The game show, hosted by Ben Bailey of “Cash Cab” TV trivia game show fame, had its season finale Monday after an eight-episode run that started in late December. Pierson said he did the taping that aired for the first time Monday night back in June.
“I responded to an online request,” he said. ‘I drove up to Los Angeles and took the test. If you do well on the test, then they put you in a mock version of the game. They put it on tape to see how you do. When I went, they did one full day of taping shows and I didn’t get on. They asked me to come back the next day.”
While this was a new game show, it wasn’t the first time Pierson’s appeared on a game show. He had a memorable five-day run on “High Rollers” with veteran Wink Martindale serving as show host. Pierson appeared on that show shortly after he and his wife, Shirley, a USD alumna, were married. The newlyweds used the money he won to put a down payment on a house.
Shirley noted Monday that in one High Rollers episode where Eric won a fur coat as part of a $15,150 prize total, that she still owns the coat.

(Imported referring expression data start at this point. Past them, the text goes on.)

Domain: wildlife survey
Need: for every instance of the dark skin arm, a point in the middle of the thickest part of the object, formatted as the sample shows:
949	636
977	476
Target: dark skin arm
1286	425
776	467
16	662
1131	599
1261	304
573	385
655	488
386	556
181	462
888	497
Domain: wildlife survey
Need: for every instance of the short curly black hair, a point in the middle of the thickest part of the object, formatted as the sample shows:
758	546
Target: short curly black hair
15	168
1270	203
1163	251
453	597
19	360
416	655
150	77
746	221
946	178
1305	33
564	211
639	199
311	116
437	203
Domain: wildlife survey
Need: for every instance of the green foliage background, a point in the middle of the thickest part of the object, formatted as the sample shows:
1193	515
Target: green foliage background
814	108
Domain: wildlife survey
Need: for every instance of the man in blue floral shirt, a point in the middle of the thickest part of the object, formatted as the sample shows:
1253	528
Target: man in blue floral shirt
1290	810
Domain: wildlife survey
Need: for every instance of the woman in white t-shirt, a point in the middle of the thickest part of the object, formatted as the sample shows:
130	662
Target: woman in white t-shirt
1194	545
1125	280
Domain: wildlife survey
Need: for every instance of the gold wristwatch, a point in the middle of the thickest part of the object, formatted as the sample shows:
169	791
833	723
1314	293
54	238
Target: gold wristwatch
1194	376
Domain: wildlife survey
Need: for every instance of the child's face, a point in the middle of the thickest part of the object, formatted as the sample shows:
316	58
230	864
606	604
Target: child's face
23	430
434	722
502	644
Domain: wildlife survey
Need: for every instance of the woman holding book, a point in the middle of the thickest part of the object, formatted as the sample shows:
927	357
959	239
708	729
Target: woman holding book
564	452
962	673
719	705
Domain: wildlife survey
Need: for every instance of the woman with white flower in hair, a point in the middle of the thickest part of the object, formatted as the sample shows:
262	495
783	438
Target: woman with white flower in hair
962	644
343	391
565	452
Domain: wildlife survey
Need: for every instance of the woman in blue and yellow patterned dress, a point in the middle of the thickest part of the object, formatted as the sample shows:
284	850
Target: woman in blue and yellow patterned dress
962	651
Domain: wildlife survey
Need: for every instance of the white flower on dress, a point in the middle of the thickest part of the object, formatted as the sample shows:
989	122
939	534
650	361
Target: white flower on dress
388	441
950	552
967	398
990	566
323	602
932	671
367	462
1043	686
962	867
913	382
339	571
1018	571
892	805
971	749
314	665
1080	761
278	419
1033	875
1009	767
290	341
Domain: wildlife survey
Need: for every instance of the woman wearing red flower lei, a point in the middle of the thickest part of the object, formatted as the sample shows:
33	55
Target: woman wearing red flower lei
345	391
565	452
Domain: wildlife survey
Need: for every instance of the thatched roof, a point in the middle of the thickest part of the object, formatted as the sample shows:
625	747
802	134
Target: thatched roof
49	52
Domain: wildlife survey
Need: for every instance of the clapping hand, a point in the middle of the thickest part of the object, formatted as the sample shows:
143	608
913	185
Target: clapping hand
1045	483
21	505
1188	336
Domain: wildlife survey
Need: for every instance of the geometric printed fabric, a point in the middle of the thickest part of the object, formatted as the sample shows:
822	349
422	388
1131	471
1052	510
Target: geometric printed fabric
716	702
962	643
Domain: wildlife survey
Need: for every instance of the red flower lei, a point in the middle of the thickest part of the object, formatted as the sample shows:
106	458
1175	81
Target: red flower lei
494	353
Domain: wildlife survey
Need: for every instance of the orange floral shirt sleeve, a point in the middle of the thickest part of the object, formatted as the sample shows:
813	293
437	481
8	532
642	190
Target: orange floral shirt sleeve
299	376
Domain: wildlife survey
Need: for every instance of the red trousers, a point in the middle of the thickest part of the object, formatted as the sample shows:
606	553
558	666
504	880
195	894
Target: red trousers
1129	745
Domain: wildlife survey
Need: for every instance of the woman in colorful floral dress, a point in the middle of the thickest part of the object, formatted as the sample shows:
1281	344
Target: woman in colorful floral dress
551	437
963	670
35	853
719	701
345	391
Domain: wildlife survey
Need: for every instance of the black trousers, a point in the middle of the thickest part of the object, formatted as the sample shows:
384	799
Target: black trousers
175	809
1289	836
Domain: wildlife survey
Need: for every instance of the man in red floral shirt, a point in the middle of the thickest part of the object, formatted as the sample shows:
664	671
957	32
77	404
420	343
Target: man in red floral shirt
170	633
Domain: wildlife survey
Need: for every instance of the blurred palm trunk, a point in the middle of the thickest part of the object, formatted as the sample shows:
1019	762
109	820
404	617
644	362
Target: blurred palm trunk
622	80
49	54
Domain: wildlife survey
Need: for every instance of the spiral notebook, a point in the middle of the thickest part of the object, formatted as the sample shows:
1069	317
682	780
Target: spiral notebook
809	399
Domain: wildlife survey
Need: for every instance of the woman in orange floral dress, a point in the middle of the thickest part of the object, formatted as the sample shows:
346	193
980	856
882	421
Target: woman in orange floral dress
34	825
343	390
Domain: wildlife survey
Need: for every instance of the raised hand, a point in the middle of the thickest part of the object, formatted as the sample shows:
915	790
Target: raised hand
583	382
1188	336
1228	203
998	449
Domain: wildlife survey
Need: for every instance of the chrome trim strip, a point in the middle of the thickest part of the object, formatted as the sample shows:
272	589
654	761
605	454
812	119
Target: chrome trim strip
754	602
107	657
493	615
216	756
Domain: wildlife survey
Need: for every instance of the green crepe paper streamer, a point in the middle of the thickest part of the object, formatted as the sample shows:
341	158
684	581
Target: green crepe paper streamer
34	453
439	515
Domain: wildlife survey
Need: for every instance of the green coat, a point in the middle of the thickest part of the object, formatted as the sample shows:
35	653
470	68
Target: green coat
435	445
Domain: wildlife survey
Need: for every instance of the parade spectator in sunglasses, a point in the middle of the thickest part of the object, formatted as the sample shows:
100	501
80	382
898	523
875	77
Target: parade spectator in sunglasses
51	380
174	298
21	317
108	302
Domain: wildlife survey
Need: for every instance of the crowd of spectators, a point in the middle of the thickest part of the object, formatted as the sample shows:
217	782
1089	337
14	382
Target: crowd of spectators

Mary Boyd, dean of the College of Arts and Sciences, hosted a USD viewing party Monday for Pierson’s appearance in Frank’s Lounge. Students, faculty and staff colleagues joined Pierson to see the results.
The object of the game is for one contestant, who is surrounded by a circle of 10 others, to one by one eliminate them to receive the $1 million top prize by answering a series of trivia questions. If any of the 10 contestants defeats the main contestant, they win $10,000. Four contestants tried and failed before Pierson had his shot.
Pierson, who did get to say that he’s from Chicago and that he’s a communication studies college professor — the University of San Diego part was edited out, he said — was put into a “professor” costume that included a bright yellow shirt with a jacket complete with long elbow patches and he wore a beret, too. While admittedly not his favorite look, he did have the look of a poised contestant.
Pierson answered eight questions correctly and impressively — everything from knowing what object brings a person bad luck for seven years (mirror), the AOL voiceover (You’ve Got Mail) and even what was the name of the dolls whose motto is “The Girls with a Passion for Fashion” (Bratz). He also successfully answered Garrison Keillor’s famed radio show, A Prairie Home Companion, when his opponent didn’t and passed the turn to Pierson.
He wasn’t so lucky, though, when his opponent passed a second time on the Patton Oswalt question. The only letter hint that had been given was the “a” in the second word.
Still, though, Pierson was smiling Monday when it was all over. He’d been sworn to secrecy as to how he fared until the show aired. Again, he had fun.
“Doing something like this reminds me that some academics can take themselves so seriously,” he said.
Several members of the viewing party congratulated him on his appearance and a few also consoled him. Said one of his students as she left Frank’s Lounge: “Good job, Dr. Pierson. It’s OK, I didn’t know the answer, either.”